The house that Bruce Norman Long and his husband bought five years ago in Wynnewood, Pa., was a caretaker’s cottage on what was once a large estate built in 1905. The couple purchased the house from a woman who grew up there as a child, and it has been an ongoing project.

“It’s modest, it’s charming, and we like it,” says Long, who is known for the interiors he creates out of his offices in Princeton and Bryn Mawr, Pa. “We have two acres in a kind of densely populated area, and we feel like we found a jewel.”
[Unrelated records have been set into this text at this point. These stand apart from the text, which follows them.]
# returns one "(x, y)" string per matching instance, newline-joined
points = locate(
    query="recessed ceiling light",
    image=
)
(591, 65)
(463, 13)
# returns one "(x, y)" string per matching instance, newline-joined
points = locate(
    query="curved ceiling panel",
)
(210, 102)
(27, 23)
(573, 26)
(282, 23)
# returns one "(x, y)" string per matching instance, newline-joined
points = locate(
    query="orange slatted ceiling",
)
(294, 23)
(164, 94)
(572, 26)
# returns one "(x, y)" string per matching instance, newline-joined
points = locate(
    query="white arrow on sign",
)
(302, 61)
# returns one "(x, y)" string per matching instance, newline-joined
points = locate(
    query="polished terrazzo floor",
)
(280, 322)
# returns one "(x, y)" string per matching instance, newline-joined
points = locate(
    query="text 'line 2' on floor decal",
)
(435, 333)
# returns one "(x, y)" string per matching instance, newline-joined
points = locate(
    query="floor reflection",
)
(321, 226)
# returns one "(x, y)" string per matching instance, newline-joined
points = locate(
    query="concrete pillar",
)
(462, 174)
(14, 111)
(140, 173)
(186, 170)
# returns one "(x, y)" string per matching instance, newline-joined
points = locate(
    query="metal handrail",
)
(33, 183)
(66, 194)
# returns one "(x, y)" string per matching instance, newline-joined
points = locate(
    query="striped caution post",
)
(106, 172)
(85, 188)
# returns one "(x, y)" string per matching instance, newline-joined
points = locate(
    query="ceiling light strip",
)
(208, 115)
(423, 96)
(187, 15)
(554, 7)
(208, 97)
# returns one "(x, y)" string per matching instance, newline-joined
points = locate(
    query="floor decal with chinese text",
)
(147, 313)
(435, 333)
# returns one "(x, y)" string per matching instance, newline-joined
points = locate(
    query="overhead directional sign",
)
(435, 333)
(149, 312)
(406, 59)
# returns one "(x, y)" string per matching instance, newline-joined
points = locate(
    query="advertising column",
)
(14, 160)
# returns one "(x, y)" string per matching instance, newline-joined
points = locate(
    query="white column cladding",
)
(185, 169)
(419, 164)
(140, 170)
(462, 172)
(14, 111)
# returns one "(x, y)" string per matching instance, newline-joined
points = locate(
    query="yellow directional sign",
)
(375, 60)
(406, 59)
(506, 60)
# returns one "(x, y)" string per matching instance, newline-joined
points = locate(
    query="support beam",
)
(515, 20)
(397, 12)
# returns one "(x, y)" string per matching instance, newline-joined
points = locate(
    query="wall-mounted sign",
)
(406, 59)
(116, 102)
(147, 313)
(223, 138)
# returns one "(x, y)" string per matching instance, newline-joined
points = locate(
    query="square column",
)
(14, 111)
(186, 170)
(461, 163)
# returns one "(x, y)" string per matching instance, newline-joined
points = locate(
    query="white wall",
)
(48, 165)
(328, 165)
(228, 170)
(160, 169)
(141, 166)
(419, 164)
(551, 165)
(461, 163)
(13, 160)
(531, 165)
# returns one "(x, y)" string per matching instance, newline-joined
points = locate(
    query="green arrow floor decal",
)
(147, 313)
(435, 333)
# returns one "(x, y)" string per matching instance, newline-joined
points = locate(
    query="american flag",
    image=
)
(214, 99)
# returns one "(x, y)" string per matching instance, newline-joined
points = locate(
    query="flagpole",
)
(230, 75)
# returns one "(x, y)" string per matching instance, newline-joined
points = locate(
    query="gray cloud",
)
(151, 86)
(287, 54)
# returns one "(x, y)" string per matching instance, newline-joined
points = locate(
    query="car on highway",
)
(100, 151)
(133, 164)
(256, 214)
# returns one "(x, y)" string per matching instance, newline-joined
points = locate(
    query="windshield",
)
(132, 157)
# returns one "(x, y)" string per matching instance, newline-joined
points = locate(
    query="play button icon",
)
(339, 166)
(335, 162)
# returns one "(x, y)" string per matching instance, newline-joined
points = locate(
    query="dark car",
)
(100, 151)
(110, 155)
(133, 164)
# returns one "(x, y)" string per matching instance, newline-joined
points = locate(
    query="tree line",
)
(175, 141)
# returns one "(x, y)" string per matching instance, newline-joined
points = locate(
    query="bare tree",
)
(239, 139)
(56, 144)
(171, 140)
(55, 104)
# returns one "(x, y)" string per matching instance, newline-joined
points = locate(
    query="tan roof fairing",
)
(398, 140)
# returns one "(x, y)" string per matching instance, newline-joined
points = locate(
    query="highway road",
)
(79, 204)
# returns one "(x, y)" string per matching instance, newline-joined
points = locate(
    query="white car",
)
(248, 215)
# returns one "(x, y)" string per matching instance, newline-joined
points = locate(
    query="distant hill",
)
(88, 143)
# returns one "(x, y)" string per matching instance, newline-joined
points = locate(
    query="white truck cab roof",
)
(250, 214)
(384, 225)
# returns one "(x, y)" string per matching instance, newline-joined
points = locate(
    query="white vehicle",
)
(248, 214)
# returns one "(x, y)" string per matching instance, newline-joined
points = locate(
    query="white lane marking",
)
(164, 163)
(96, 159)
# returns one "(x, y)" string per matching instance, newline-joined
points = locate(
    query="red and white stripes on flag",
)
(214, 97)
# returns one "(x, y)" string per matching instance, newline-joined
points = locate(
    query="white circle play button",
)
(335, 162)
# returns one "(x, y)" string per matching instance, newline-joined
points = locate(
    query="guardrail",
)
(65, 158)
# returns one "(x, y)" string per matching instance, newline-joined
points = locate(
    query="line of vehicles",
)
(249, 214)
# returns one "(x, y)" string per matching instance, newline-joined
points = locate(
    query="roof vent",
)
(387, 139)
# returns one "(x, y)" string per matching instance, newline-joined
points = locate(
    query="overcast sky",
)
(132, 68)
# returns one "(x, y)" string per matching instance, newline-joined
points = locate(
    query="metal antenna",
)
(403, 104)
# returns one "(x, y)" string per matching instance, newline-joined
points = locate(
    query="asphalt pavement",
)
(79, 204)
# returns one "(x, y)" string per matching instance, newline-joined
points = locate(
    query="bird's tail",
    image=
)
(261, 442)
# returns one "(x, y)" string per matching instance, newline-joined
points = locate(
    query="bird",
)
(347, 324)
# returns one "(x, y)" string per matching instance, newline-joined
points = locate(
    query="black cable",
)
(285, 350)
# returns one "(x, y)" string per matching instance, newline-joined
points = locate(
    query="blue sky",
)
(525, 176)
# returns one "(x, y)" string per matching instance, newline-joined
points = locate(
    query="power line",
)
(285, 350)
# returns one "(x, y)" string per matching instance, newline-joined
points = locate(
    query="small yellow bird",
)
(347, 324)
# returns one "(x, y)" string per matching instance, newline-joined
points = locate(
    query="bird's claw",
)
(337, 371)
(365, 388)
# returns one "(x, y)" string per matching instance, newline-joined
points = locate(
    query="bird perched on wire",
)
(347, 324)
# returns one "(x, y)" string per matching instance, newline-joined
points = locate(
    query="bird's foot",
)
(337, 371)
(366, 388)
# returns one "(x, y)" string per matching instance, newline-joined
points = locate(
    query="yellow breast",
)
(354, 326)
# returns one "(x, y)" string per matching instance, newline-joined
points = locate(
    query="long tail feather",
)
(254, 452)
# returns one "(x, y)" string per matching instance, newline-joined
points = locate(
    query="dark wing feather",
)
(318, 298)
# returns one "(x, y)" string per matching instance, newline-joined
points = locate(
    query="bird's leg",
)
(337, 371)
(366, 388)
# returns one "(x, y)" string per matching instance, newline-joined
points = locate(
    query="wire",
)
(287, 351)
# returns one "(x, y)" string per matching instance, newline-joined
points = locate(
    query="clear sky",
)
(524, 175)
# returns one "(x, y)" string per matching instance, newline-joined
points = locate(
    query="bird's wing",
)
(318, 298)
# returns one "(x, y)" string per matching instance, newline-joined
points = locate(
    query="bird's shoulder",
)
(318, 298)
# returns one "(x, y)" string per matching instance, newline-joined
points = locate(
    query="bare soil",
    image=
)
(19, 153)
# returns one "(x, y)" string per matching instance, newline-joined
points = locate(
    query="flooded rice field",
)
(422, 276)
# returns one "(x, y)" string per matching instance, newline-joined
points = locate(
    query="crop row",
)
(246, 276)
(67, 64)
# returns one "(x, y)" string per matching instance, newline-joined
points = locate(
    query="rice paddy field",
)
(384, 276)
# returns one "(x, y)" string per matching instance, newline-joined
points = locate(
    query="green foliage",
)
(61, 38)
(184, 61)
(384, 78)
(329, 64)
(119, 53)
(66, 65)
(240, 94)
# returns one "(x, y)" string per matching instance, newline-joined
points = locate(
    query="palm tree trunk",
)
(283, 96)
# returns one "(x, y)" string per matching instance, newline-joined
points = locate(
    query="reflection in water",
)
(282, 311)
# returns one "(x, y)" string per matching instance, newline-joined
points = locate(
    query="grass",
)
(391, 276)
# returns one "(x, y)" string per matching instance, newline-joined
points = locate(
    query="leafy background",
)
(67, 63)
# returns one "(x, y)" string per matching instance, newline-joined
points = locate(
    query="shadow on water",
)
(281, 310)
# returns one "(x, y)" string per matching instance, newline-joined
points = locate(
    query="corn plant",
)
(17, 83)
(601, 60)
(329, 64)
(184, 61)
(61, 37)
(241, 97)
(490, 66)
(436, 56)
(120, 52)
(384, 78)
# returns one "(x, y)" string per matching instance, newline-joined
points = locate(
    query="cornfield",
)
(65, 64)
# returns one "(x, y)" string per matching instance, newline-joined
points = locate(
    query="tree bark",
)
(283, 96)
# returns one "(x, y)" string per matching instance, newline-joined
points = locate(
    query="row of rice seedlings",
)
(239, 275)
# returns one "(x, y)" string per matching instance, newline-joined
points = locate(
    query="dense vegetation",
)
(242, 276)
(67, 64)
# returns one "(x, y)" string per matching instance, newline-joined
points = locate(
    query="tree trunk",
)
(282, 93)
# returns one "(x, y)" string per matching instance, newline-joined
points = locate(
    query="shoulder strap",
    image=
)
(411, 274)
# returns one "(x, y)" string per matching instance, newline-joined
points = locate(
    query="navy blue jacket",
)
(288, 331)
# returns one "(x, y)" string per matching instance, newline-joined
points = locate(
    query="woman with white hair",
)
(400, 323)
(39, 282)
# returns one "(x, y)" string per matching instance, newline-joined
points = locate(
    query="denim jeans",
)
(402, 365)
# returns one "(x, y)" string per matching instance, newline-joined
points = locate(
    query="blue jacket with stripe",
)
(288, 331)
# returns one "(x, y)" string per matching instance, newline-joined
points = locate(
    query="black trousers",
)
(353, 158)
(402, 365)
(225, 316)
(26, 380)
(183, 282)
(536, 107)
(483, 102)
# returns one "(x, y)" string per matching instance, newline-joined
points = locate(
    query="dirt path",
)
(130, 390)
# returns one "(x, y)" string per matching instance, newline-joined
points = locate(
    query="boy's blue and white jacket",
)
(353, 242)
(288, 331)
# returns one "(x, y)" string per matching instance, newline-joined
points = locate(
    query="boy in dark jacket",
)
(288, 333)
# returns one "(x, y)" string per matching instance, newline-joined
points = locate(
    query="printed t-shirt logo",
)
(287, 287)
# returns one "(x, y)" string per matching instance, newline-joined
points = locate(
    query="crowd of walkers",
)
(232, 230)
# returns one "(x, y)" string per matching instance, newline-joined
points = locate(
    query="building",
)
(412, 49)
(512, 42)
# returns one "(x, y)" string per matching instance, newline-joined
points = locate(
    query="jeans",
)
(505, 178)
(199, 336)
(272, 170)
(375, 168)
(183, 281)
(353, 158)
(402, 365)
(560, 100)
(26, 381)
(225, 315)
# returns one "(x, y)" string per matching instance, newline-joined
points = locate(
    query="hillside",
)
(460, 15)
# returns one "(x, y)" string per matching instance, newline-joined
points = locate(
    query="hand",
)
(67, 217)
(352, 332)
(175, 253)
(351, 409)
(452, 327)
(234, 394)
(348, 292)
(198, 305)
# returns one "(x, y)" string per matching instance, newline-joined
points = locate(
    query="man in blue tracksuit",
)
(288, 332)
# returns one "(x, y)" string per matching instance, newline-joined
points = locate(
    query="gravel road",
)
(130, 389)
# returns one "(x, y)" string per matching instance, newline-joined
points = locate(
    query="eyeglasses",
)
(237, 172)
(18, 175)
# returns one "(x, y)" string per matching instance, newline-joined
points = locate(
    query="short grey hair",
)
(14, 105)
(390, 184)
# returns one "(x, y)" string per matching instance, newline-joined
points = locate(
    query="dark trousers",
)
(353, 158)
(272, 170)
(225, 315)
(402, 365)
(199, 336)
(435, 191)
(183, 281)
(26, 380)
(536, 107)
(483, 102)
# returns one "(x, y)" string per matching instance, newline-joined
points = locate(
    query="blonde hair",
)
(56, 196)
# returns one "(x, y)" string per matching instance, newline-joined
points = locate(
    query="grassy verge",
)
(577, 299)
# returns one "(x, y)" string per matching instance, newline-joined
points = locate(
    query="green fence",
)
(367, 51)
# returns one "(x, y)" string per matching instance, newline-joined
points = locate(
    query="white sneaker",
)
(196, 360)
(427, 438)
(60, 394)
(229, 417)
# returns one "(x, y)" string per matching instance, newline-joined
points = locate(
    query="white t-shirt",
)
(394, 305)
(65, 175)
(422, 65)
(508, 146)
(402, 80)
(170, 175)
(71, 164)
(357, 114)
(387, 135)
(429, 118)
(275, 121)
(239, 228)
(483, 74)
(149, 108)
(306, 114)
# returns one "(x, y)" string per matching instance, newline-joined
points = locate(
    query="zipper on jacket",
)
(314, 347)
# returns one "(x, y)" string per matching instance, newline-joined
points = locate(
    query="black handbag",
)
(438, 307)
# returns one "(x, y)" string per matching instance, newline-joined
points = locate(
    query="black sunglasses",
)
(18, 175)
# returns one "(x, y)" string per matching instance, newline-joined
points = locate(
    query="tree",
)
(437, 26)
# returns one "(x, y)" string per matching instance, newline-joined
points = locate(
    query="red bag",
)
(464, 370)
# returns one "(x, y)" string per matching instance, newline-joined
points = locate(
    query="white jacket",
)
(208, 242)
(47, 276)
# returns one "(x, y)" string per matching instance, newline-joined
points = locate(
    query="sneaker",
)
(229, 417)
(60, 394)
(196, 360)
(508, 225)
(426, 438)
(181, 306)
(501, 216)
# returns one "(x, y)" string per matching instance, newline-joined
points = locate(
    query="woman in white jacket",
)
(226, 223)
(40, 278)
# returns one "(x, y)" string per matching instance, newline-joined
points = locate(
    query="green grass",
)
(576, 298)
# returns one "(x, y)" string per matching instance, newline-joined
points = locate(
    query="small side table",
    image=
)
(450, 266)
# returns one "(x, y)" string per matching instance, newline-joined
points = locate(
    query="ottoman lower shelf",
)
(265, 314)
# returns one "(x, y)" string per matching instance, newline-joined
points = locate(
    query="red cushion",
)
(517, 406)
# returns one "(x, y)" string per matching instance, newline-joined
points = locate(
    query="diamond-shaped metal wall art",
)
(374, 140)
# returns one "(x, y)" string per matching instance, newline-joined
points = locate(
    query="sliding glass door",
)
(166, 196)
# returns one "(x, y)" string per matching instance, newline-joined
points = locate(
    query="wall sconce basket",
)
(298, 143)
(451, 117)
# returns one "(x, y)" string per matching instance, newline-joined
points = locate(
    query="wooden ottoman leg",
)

Long loves the living room because it has windows on three sides. “Rooms with multiple exposures always have a great feeling of natural light,” he says. “And the room is a mix of things that I love. Calling it eclectic would be the tip of the iceberg.” All of the art in the house is by Pennsylvania artists, many of whom are from Bucks County.

The kitchen has been extensively remodeled, combining two and a half front rooms into a T-shape. The glass-fronted cabinets are the only remnants of the original house. To increase the storage space, new custom kitchen cabinets Montreal (or elsewhere) can be added later after renovating other components in the kitchen, such as wall paint or wallpaper, countertop, flooring, etc.

Renovations on the home continue. On one side, windows are being blown out and replaced with French doors. “It’s an evolution,” says Long. “I always tell clients that my house doesn’t look like any of their homes. It doesn’t get any more personal for a designer than to do your own house.”